Common BST Operation | Description | Performance |
---|---|---|
insert(value) | Insert a value into the tree. | O(log n) - Recursively search the subtrees to find the next available spot |
remove(value) | Remove a value from the tree. | O(log n) - Recursively search the subtrees to find the value and then remove it. This will require some cleanup of the adjacent nodes. |
contains(value) | Determine if a value is in the tree. | O(log n) - Recursively search the subtrees to find the value. |
traverse_forward | Visit all objects from smallest to largest. | O(n) - Recursively traverse the left subtree and then the right subtree. |
traverse_reverse | Visit all objects from largest to smallest. | O(n) - Recursively traverse the right subtree and then the left subtree. |
height(node) | Determine the height of a node. If the height of the tree is needed, the root node is provided. | O(n) - Recursively find the height of the left and right subtrees and then return the maximum height (plus one to account for the root). |
size() | Return the size of the BST. | O(1) - The size is maintained within the BST class. |
empty() | Returns true if the root node is empty. This can also be done by checking the size for 0. | O(1) - The comparison of the root node or the size. |
Key Terms
AVL Tree - Adelson-Velskii and Landis Tree. A balanced binary search tree that is checked unbalanced height after every modification to the tree. If the tree is unbalanced, then pre-determined algorithms are used to balance the tree.

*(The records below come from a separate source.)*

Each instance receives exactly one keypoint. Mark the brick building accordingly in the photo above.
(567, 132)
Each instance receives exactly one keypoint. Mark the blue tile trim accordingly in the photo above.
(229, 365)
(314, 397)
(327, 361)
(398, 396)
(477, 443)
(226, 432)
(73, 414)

balanced - A tree is balanced if the the height of the tree from the root to each leaf is consistent for all subtrees. The measure of consistentency will vary between algorithms but usually does not exceed a height difference of 1.
balanced binary search tree - A binary search tree which is balanced or restructured to be balanced. A balanced binary search tree has O(log n) performance when searching.
binary search tree - A binary tree that puts data less than the root to the left and greater than the root to the right. This type of a tree enables searching algorithms to be efficient.
binary tree - A tree that has up to two children for each node.
child - A child is a node connected from a parent node.
leaf - A leaf is a node that has no children.
node - An entry in a tree that contains both the value and pointers to any children nodes.
parent - A parent is a node that connects to children nodes.
root - The first parent in a tree.
subtree - Subset of a tree made by selecting a node to be the root and including all the children from that node.
traverse - The process of visiting all nodes (and subsequently their values) in a tree. Used frequently with a binary search tree using recursion to start at the leaf node that contains the smallest value and going to the leaf node that contains the largest value.
trees - A data structure that starts with a root node and is subsequently connected to multiple nodes according to a relationship between the nodes. The tree does not have any circular loops or unconnected nodes.